C2C transactions exist on eBay and parts of the Amazon website.
- Government to Business (G2B) are transactions in which the government pays a business.
If the government, for example, pays a company for a software update, that is a G2B transaction.
- Business to Government (B2G) transactions occur when a business pays the government. This may occur when a business renews a license or pays government fees online.
- Consumer to Government (G2C) transactions occur when individual people pay the government. If I pay my parking fine online, for example, that is a G2C transaction.
‘E’ = ‘electronic’
Since the birth of the Internet, many new terms have become common in the English language. Most of them begin with the letter ‘e’ followed by a hyphen. The letter ‘e’ stands for ‘electronic.’
An e-wallet or digital wallet is a digital system that stores a person’s payment information. It has information on their credit cards, ID, loyalty card, address, etc.

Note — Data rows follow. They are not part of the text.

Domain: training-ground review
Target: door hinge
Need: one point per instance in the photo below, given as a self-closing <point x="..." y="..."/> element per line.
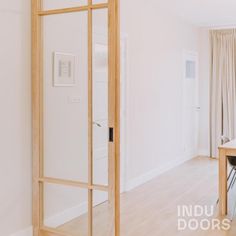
<point x="111" y="134"/>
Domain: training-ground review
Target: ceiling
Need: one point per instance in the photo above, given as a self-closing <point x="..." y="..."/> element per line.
<point x="208" y="13"/>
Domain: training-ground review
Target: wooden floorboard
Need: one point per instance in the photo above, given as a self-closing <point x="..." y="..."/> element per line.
<point x="151" y="209"/>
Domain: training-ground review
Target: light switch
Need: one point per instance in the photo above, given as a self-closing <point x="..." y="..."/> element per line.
<point x="74" y="99"/>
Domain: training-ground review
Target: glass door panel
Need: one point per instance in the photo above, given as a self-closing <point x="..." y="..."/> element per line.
<point x="66" y="209"/>
<point x="100" y="97"/>
<point x="65" y="85"/>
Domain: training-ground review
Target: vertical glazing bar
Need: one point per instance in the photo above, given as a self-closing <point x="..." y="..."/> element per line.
<point x="114" y="114"/>
<point x="36" y="116"/>
<point x="90" y="118"/>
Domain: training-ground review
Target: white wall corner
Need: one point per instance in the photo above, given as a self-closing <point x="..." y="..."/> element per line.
<point x="140" y="180"/>
<point x="204" y="152"/>
<point x="25" y="232"/>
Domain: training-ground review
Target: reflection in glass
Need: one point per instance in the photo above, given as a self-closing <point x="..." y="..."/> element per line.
<point x="65" y="79"/>
<point x="100" y="96"/>
<point x="65" y="208"/>
<point x="102" y="215"/>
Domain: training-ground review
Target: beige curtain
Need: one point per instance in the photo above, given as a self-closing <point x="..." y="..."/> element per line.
<point x="223" y="87"/>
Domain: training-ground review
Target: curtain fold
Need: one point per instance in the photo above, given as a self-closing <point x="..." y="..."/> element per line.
<point x="223" y="87"/>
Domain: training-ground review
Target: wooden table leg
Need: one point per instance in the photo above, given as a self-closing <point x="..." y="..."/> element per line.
<point x="223" y="183"/>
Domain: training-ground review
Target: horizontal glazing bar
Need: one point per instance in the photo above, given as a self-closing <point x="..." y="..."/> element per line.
<point x="72" y="9"/>
<point x="73" y="183"/>
<point x="52" y="232"/>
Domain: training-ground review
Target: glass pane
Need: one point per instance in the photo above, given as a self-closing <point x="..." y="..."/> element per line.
<point x="64" y="206"/>
<point x="57" y="4"/>
<point x="99" y="1"/>
<point x="102" y="215"/>
<point x="100" y="96"/>
<point x="66" y="96"/>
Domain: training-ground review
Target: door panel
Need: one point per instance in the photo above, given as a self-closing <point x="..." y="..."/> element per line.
<point x="64" y="206"/>
<point x="100" y="97"/>
<point x="66" y="102"/>
<point x="75" y="77"/>
<point x="57" y="4"/>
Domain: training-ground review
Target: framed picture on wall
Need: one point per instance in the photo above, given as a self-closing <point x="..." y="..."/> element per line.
<point x="64" y="69"/>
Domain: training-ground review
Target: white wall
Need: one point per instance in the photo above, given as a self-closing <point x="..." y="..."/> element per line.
<point x="155" y="46"/>
<point x="204" y="88"/>
<point x="15" y="125"/>
<point x="156" y="42"/>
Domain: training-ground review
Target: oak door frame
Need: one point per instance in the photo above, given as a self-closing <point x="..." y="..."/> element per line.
<point x="114" y="109"/>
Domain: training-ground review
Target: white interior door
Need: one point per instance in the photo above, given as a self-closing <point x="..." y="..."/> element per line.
<point x="190" y="104"/>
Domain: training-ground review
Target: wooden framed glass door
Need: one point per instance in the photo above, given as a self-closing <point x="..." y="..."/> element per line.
<point x="75" y="103"/>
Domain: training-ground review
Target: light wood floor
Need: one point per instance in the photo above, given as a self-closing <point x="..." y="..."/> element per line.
<point x="151" y="209"/>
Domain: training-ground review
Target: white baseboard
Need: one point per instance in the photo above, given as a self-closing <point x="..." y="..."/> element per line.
<point x="134" y="183"/>
<point x="25" y="232"/>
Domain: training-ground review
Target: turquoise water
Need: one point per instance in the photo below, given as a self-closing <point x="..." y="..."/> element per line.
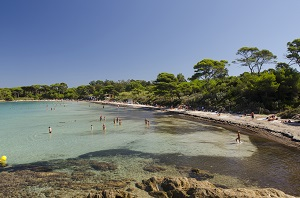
<point x="169" y="139"/>
<point x="25" y="137"/>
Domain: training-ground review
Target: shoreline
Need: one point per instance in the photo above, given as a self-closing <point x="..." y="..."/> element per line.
<point x="279" y="131"/>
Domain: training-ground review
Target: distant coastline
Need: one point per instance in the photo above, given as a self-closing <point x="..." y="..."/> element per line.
<point x="282" y="132"/>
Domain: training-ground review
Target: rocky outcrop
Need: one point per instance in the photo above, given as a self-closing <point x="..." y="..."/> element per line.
<point x="190" y="187"/>
<point x="112" y="193"/>
<point x="153" y="168"/>
<point x="102" y="166"/>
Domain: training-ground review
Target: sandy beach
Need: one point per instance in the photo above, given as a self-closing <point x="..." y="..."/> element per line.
<point x="278" y="130"/>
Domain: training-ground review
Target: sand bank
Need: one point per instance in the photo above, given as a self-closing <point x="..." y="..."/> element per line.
<point x="287" y="133"/>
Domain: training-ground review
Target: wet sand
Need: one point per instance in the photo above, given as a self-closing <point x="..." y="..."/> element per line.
<point x="278" y="130"/>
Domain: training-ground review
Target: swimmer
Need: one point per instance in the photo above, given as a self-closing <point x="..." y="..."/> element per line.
<point x="238" y="139"/>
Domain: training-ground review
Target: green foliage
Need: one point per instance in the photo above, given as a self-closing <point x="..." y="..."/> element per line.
<point x="208" y="69"/>
<point x="293" y="49"/>
<point x="254" y="59"/>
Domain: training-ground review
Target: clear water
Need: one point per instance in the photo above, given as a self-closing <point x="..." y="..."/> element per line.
<point x="169" y="139"/>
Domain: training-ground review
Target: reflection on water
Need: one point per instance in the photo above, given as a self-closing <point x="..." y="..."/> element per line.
<point x="170" y="141"/>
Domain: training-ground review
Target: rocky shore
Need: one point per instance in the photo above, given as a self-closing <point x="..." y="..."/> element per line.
<point x="40" y="182"/>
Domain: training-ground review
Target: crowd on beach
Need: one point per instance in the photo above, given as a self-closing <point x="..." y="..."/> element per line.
<point x="275" y="125"/>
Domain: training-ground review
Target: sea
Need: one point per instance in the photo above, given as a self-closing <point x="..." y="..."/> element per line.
<point x="169" y="140"/>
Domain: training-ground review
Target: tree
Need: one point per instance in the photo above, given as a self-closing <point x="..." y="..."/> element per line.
<point x="263" y="57"/>
<point x="294" y="51"/>
<point x="207" y="69"/>
<point x="181" y="78"/>
<point x="289" y="88"/>
<point x="247" y="57"/>
<point x="165" y="85"/>
<point x="253" y="58"/>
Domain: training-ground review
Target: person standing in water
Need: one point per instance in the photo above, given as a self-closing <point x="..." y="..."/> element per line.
<point x="238" y="139"/>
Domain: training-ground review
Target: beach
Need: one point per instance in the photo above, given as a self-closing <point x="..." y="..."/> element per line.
<point x="279" y="130"/>
<point x="194" y="148"/>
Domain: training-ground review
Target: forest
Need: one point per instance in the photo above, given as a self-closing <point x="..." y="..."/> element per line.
<point x="210" y="87"/>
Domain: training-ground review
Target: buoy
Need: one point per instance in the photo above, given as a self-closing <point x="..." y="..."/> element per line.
<point x="3" y="158"/>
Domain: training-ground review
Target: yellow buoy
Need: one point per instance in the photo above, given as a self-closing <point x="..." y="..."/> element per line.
<point x="3" y="158"/>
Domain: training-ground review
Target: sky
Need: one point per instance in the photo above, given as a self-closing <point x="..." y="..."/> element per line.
<point x="77" y="41"/>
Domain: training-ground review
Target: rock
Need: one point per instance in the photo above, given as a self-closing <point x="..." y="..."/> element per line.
<point x="182" y="187"/>
<point x="200" y="175"/>
<point x="153" y="168"/>
<point x="102" y="166"/>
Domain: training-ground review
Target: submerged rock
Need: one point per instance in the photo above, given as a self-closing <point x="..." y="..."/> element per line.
<point x="200" y="174"/>
<point x="102" y="166"/>
<point x="190" y="187"/>
<point x="154" y="168"/>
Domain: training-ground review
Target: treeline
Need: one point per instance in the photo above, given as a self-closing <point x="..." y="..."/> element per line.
<point x="210" y="87"/>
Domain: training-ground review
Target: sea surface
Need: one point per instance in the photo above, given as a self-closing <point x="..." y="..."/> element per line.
<point x="169" y="139"/>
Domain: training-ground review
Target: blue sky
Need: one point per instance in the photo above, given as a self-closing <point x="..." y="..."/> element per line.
<point x="75" y="42"/>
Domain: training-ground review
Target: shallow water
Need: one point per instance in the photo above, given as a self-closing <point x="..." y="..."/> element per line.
<point x="169" y="140"/>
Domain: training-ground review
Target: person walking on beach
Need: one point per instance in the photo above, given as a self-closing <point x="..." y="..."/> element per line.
<point x="238" y="139"/>
<point x="252" y="115"/>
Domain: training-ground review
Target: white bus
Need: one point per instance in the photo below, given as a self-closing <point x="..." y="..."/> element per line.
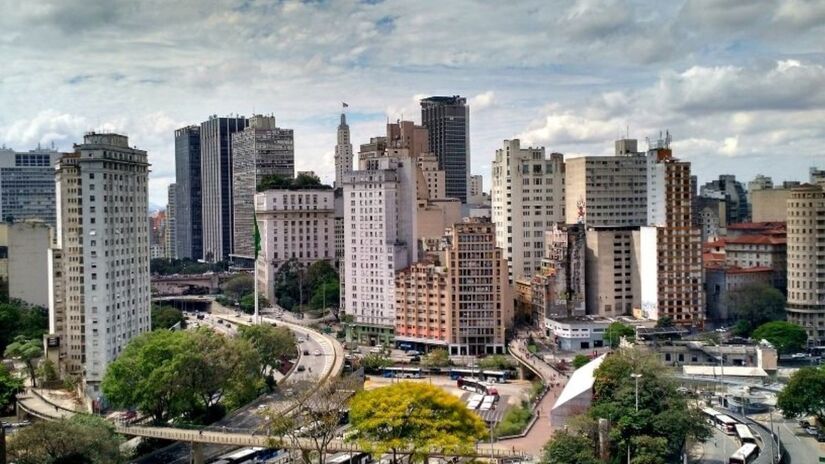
<point x="744" y="455"/>
<point x="744" y="434"/>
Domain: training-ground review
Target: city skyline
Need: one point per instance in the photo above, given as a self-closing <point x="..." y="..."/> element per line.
<point x="739" y="86"/>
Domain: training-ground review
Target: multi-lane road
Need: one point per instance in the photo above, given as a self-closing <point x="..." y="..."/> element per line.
<point x="325" y="358"/>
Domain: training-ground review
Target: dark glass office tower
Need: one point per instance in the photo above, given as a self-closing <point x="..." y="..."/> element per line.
<point x="448" y="121"/>
<point x="188" y="200"/>
<point x="216" y="183"/>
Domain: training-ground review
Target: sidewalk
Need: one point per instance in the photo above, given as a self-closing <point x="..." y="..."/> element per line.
<point x="538" y="435"/>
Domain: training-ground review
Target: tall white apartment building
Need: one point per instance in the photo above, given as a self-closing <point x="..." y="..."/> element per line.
<point x="379" y="214"/>
<point x="528" y="199"/>
<point x="806" y="259"/>
<point x="296" y="224"/>
<point x="99" y="287"/>
<point x="343" y="152"/>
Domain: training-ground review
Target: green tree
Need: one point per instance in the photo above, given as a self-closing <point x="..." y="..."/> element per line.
<point x="9" y="386"/>
<point x="569" y="448"/>
<point x="183" y="374"/>
<point x="164" y="317"/>
<point x="663" y="412"/>
<point x="83" y="439"/>
<point x="239" y="286"/>
<point x="616" y="330"/>
<point x="273" y="344"/>
<point x="580" y="360"/>
<point x="804" y="394"/>
<point x="413" y="417"/>
<point x="757" y="304"/>
<point x="438" y="357"/>
<point x="47" y="371"/>
<point x="247" y="303"/>
<point x="784" y="336"/>
<point x="326" y="294"/>
<point x="28" y="351"/>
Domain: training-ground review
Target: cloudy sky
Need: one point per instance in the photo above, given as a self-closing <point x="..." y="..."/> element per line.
<point x="739" y="84"/>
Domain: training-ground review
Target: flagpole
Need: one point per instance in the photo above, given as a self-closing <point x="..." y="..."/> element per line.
<point x="256" y="289"/>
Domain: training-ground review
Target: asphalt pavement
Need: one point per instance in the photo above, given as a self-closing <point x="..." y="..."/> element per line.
<point x="248" y="418"/>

This is an electronic ticket, i.e., paperless ticket that is equivalent to a paper one. It has details of the purchaser, plus his or her flight, event, etc.
An e-meeting is one that takes place over the Internet. The participants can see and hear each other. They talk in real time.
An E-mail bomb is an attack with thousands of emails, all of them going to one e-mail address.
It is a type of malicious cyber attack. The bomber’s aim is to crash the victim’s server, i.e., shut down their system.
E-learning or electronic learning means online learning. There are thousands online courses today. People can even do an online post-graduate Master’s degree.